Parallel zur Stellungnahme des Generalvikars lässt das Würzburger katholische Sonntagsblatt den Dekan der Katholisch-Theologischen Fakultät der Universität Würzburg, Professor Dr. Erich Garhammer, als Mitunterzeichner des Memorandums in einem Interview zu Wort kommen. Die Theologen, die unterschrieben hätten, seien keine Feinde der Kirche, zu denen sie gemacht würden, sondern Liebhaber der Kirche, weil ihnen an ihr und ihrer Zukunftsfähigkeit etwas liege, betont Garhammer. Das Gleiche hoffe er auch von denen, die nicht unterschrieben haben. „Es gibt kein Schisma zwischen den Theologen.“
Reformwünsche seien ernst zu nehmen, sie kämen aus der Mitte der Kirche. Die Unterzeichner wollten keine andere Kirche, „sondern sie wollen die Kirche, die sie lieben, anders. Das ist ein großer Unterschied. Zudem hat Herr Lütz – Gott sei Dank! – nicht zu entscheiden, wer zur Kirche gehört und wer nicht“, antwortet Garhammer auf die Frage, was er dem Theologen Manfred Lütz entgegne, der den Unterzeichnern den Übertritt zur evangelischen Kirche nahegelegt habe. Die Theologenerklärung ziele auf eine reformfähige Kirche. Insofern unterstütze sie den Reformkurs der deutschen Bischöfe. „Ich habe die Erwartung, dass sich die Bischöfe mit den Theologen zusammenschließen und sich für eine Kirche der Zukunft verausgaben. Diese Aufgabe braucht alle Kräfte! Die Theologen sind dafür bereit!“, unterstreicht Garhammer.
Die komplette Stellungnahme von Generalvikar Dr. Karl Hillenbrand und das Interview mit Professor Dr. Erich Garhammer finden sich in der aktuellen Ausgabe des Würzburger katholischen Sonntagsblatts vom 20. Februar. Der Text von Generalvikar Hillenbrand steht auch im Internet unter www.sobla.de.
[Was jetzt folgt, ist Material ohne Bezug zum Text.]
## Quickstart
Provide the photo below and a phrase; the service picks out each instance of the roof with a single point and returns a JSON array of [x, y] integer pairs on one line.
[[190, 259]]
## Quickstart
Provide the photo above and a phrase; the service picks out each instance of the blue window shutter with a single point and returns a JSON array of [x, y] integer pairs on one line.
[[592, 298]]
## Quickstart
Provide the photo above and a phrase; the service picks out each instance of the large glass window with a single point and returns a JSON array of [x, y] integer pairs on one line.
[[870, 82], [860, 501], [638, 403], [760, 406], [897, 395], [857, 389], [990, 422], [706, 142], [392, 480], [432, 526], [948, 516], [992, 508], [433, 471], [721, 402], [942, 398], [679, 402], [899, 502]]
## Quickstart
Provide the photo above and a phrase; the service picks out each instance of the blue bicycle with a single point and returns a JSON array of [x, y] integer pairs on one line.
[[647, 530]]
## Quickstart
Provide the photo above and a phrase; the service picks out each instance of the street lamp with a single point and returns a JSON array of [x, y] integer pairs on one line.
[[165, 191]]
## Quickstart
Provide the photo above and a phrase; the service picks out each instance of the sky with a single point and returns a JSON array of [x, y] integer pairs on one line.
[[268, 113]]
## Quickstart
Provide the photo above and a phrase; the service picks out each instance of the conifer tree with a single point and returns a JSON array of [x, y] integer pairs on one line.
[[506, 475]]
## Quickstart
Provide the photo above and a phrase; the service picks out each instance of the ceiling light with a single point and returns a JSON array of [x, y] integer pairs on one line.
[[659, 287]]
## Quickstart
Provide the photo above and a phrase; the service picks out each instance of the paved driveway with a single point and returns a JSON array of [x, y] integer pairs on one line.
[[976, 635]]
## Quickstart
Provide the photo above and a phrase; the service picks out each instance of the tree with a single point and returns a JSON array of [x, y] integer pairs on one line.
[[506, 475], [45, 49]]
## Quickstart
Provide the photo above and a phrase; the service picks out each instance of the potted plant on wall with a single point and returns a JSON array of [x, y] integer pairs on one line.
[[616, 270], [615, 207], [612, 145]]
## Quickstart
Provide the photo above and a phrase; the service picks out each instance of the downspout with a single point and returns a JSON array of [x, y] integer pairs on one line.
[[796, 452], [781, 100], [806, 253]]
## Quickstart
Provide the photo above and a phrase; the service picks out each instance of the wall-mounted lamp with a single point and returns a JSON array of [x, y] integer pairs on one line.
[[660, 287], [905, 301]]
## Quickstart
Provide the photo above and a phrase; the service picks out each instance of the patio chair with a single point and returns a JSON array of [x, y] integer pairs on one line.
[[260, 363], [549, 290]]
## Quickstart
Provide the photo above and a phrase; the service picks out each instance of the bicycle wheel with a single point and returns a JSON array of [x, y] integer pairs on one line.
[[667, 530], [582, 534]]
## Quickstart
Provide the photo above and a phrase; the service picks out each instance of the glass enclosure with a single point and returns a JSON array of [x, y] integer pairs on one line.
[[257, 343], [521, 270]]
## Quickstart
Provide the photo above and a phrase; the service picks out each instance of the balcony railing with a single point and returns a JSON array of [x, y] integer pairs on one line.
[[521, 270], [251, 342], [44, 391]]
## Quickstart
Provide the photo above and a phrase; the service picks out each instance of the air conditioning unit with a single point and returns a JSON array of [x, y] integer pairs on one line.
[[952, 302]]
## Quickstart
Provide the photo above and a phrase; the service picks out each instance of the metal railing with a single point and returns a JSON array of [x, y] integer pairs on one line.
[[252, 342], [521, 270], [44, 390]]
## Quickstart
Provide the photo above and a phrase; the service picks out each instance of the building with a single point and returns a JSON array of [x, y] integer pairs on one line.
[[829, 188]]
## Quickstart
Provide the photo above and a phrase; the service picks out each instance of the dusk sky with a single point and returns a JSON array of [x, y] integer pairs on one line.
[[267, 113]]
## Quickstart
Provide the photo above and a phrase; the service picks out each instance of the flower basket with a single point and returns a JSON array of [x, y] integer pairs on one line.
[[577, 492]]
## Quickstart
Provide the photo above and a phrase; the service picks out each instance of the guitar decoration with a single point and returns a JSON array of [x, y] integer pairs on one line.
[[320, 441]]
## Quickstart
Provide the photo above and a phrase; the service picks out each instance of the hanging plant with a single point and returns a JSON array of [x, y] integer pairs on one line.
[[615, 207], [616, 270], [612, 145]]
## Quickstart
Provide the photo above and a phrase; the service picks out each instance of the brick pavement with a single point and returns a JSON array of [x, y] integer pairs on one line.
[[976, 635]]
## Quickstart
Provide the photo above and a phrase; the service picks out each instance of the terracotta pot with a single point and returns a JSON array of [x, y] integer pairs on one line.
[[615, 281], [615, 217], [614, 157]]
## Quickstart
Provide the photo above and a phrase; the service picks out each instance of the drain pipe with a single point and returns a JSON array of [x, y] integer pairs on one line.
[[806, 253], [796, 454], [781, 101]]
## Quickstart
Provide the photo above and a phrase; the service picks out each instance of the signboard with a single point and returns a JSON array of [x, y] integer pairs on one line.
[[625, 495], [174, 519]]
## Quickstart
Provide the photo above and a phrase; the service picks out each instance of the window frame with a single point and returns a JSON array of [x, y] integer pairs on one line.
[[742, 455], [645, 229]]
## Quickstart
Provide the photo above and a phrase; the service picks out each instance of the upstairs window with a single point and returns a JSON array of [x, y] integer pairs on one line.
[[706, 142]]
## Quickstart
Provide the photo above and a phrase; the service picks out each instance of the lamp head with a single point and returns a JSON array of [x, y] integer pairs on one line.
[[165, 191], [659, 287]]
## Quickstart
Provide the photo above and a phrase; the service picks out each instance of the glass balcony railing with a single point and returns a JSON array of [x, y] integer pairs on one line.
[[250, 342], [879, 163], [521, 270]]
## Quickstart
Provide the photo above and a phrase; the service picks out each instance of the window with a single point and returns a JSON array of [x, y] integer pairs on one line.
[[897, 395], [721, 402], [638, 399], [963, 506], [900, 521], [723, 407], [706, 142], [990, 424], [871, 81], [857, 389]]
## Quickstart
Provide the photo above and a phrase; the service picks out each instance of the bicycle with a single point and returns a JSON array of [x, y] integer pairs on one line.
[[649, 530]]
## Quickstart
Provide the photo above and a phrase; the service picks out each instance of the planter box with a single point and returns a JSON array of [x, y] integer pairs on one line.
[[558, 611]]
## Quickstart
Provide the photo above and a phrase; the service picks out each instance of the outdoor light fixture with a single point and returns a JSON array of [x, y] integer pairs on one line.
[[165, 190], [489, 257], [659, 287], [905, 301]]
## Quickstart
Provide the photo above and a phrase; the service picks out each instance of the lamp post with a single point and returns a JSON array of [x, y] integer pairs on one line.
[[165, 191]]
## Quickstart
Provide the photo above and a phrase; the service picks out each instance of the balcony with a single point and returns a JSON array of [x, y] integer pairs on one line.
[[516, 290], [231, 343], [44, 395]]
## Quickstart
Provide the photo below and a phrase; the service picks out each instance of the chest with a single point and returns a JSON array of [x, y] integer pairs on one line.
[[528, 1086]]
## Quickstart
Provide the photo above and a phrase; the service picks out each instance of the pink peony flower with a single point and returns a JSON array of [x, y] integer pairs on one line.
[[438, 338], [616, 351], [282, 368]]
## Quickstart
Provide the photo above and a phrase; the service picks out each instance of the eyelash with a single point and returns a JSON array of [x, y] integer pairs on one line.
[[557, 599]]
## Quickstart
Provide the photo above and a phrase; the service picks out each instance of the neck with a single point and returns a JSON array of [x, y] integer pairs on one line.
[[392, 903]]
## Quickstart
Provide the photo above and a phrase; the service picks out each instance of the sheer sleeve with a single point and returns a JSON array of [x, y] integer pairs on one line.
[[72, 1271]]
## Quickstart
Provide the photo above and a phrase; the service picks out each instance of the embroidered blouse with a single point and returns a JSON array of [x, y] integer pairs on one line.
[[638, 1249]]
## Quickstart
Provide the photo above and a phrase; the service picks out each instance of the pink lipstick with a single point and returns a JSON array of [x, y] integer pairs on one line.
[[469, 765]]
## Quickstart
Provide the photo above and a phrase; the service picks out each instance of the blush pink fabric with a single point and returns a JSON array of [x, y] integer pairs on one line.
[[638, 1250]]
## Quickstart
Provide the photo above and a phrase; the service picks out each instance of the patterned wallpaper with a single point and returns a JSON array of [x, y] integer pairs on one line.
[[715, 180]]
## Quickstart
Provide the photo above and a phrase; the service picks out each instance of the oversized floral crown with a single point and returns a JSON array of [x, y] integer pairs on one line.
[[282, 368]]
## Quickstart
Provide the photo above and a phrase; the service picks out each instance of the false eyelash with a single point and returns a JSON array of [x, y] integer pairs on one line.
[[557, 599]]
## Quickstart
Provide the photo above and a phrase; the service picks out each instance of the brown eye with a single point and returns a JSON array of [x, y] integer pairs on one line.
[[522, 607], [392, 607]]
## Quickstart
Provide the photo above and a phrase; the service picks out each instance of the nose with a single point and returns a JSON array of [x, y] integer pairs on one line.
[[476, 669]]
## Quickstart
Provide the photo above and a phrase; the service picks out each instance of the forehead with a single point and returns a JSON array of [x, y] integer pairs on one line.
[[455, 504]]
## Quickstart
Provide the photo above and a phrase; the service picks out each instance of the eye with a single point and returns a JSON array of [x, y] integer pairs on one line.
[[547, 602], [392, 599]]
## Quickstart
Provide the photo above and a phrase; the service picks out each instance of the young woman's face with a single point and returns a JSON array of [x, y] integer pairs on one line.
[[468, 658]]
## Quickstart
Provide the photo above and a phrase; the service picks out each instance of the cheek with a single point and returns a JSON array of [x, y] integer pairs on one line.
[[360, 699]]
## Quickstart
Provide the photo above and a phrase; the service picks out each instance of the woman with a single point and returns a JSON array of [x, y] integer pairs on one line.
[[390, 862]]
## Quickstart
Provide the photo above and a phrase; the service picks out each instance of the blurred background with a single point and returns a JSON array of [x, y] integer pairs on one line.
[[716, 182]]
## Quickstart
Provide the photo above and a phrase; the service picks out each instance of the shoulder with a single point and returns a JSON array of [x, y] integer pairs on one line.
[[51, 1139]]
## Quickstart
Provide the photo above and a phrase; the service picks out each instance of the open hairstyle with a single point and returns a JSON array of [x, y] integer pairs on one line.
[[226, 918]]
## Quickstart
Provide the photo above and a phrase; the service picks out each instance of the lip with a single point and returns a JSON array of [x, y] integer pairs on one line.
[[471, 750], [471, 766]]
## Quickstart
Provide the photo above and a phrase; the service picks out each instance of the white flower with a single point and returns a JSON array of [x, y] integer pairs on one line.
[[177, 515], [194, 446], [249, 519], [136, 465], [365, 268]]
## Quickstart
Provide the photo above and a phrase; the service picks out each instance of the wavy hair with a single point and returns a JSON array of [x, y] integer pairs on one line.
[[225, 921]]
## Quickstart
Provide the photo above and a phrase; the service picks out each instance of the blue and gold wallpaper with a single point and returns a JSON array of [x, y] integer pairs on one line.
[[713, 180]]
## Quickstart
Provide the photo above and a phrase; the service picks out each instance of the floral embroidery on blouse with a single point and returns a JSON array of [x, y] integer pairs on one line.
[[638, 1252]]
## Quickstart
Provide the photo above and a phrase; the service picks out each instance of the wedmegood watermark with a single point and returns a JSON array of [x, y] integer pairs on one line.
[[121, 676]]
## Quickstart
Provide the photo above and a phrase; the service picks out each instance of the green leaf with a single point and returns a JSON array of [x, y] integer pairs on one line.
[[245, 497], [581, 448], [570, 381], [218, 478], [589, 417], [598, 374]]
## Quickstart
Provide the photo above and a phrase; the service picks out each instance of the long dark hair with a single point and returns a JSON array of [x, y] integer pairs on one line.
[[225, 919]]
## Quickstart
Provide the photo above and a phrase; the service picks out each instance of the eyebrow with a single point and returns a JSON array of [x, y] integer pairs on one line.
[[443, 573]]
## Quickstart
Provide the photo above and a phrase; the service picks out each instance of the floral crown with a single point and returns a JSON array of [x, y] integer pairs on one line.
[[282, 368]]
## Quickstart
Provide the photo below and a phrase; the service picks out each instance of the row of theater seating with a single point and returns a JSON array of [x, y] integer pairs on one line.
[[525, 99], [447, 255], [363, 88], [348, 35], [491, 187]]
Unterstützung erhält das Memorandum vom Vorstand der Katholischen Landvolkbewegung (KLB) der Diözese Würzburg. Die Ergebnisse des langjährigen Projektes „Land in Sicht – Zur Zukunft der Landpastoral in der Diözese Würzburg“ sowie vielfältige Erfahrungen und Rückmeldungen aktiver Mitglieder ländlicher Gemeinden der Diözese Würzburg bestätigten die Dringlichkeit eines offenen Dialoges über die zukünftige Gestaltung der Gemeinden vor Ort, erklärte der Diözesanvorstand der KLB. Trotz der gegenwärtigen strukturellen Veränderungen und des zunehmenden Priestermangels dürften die Gemeinden nicht ausbluten. Kirche müsse vor Ort leben und präsent sein. Dazu brauche es unter anderem klare Kompetenzen und gute Unterstützung der Ehrenamtlichen. Auch die von den Theologen angesprochene Beteiligung der Gemeindemitglieder an wichtigen personellen und pastoralen Entscheidungen vor Ort ist der KLB seit langem ein wichtiges Anliegen, ebenso wie die Gestaltung von ansprechenden Gottesdiensten, in denen der Glaube und die konkrete Lebenssituation der Feiernden ihren Platz haben.